How will the country be utilising the financial support coming from the Jordan Investment Fund to maximise benefits for the kingdom?

PRIME MINISTER HANI AL MULKI: The investment fund regulates the rights of ownership, management and development for major infrastructure projects in order to secure funding. The fund allows sovereign funds, banks, Arab and foreign sovereign wealth funds, and private investment companies to invest in the projects included in this fund that yield benefits to the national economy.

The Jordan Investment Fund Law includes numerous incentives for sovereign funds and companies to invest in Jordan in order to alleviate the burden of government spending on infrastructure projects, create jobs and stimulate growth in the national economy.

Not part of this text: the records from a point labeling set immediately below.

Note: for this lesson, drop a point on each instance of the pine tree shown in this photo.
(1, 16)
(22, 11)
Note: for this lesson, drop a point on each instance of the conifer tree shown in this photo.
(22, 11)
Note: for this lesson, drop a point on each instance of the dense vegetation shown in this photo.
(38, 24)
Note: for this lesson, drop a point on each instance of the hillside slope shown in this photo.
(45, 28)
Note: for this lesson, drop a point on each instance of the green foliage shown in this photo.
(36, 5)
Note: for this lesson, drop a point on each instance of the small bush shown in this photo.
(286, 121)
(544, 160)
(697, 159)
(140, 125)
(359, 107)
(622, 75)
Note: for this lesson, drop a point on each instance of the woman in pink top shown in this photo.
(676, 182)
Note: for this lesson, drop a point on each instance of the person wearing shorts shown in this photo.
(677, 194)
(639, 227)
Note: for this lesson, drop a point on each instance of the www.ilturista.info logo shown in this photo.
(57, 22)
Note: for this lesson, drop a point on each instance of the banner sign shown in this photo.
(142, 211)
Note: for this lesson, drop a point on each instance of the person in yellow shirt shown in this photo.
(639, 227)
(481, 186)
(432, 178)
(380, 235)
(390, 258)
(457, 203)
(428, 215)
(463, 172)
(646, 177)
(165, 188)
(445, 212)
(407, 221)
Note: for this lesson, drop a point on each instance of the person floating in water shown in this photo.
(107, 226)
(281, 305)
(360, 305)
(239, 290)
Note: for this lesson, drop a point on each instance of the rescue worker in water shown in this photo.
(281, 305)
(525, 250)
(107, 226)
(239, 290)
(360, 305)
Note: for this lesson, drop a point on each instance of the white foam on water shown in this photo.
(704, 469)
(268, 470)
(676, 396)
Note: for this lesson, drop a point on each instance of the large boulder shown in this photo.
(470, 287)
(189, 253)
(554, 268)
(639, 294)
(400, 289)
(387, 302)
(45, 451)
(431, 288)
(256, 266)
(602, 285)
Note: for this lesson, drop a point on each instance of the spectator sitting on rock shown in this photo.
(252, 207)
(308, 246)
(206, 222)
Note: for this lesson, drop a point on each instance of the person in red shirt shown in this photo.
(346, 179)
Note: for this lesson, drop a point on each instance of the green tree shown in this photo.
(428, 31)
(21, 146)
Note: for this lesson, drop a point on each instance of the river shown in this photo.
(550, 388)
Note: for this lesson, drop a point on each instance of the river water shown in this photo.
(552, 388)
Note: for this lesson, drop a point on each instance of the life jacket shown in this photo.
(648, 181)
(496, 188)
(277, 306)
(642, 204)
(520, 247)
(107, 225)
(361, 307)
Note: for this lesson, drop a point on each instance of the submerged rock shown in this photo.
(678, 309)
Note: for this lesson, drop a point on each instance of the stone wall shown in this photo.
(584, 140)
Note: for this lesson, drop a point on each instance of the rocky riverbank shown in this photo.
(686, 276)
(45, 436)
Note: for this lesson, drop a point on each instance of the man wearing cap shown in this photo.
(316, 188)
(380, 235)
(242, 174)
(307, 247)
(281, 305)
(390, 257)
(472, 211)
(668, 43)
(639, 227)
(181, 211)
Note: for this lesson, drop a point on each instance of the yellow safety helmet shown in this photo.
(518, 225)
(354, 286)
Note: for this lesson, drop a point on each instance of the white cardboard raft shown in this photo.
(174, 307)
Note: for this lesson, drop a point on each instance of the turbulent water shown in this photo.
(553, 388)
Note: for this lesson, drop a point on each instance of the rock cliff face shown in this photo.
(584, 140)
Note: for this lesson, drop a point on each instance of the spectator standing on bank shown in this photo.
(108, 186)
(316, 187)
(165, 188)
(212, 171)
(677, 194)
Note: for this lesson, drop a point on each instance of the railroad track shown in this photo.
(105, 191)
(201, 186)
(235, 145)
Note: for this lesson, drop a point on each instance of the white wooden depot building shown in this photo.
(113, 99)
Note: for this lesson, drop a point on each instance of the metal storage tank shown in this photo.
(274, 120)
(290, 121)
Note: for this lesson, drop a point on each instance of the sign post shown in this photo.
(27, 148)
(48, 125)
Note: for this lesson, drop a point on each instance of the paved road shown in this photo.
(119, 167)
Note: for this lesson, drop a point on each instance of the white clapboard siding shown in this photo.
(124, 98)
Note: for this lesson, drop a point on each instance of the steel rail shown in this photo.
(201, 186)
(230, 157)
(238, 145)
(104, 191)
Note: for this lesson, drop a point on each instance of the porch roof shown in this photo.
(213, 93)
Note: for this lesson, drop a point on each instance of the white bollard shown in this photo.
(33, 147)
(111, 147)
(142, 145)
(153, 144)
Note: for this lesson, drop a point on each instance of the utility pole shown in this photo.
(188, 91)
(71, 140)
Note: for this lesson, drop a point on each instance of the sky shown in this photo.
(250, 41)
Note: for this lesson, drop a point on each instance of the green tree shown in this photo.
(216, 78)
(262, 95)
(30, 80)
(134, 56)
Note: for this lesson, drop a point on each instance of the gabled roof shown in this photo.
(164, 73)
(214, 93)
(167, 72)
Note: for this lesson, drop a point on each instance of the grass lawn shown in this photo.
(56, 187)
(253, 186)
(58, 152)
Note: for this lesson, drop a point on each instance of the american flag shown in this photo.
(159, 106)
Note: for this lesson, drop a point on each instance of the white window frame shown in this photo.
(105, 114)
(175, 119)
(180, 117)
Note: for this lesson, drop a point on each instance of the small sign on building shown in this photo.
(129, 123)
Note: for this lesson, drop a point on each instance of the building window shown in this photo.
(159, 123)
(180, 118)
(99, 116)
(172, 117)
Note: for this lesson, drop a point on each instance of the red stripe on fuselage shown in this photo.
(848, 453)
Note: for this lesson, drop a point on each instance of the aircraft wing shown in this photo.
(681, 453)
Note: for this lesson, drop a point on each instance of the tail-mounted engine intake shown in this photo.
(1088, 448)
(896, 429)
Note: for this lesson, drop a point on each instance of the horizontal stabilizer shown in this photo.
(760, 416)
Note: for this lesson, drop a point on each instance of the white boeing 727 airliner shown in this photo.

The investment fund received tax and Customs exemptions – in addition to any other fees or future taxes the government might impose – and obliged the fund’s board to contribute a certain amount of money to the investment fund as well. The aim of the fund is to focus on major projects in the kingdom’s economic development strategy and to achieve the goals laid out in the Jordan 2025 document. Some of the projects that fall under its umbrella include the national railway, the electrical connectivity grid with Saudi Arabia, the transport of crude oil and petroleum products to oil refineries and sites of consumption or storage locations, and the development of infrastructure in the holy cities of Makkah and Medina. The fund will also be overseeing projects in the governorate of Aqaba.

To what extent is turning donors into investors a priority for your government?

AL MULKI: Jordan is counting on donor countries and UN agencies to follow up on the commitments made at the London Conference on Syria and to provide the necessary support to enable the kingdom to implement the Jordan Syrian Refugee Response Plan 2016-18. Turning donors into investors is a top priority in order to enable Jordan to overcome the challenges and consequences resulting from the Syrian crisis through the financing of projects contained within the country’s response plan. Donors will be supporting efforts to improve Jordan’s investment climate, attract investors, reform the country’s labour market and grant access to the Syrian labour force to contribute to economic growth.

In light of the London Conference on Syria, how is the kingdom shaping its foreign direct investment (FDI) strategy and focusing on job creation?

AL MULKI: The refugee influx has resulted in growing pressure on Jordan’s infrastructure and resources, including the country’s economy and social fabric. The effects of the Syrian refugee crisis range from a fall in average wage levels to fewer employment opportunities, harsher working conditions, rising rates of child labour and the expansion of the informal labour market. In light of the London Conference and the Jordan Compact, the Jordan Investment Commission will be tweaking its FDI strategy to include sectors that are labour intensive. These sectors are agriculture, textiles, manufacturing, pharmaceuticals and call centres. It will be directing these investments to the 18 public and private development zones and industrial estates designed by the EU with relaxed rules of origin.

The proposed government measures could provide job opportunities for Syrians in the coming years through new investments. The simplification of the rules of origin procedures will facilitate the entry of Jordanian goods into the European market. The new rules require that in the first two years Syrian refugees form at least 15% of the workforce in those Jordanian factories wishing to export to Europe. This figure will then increase to 25% from the beginning of the third year in the designated development zones. Outside of the zones, sectors with low Jordanian participation and a high ratio of foreign workers – plus a high degree of skills match – could provide more job opportunities.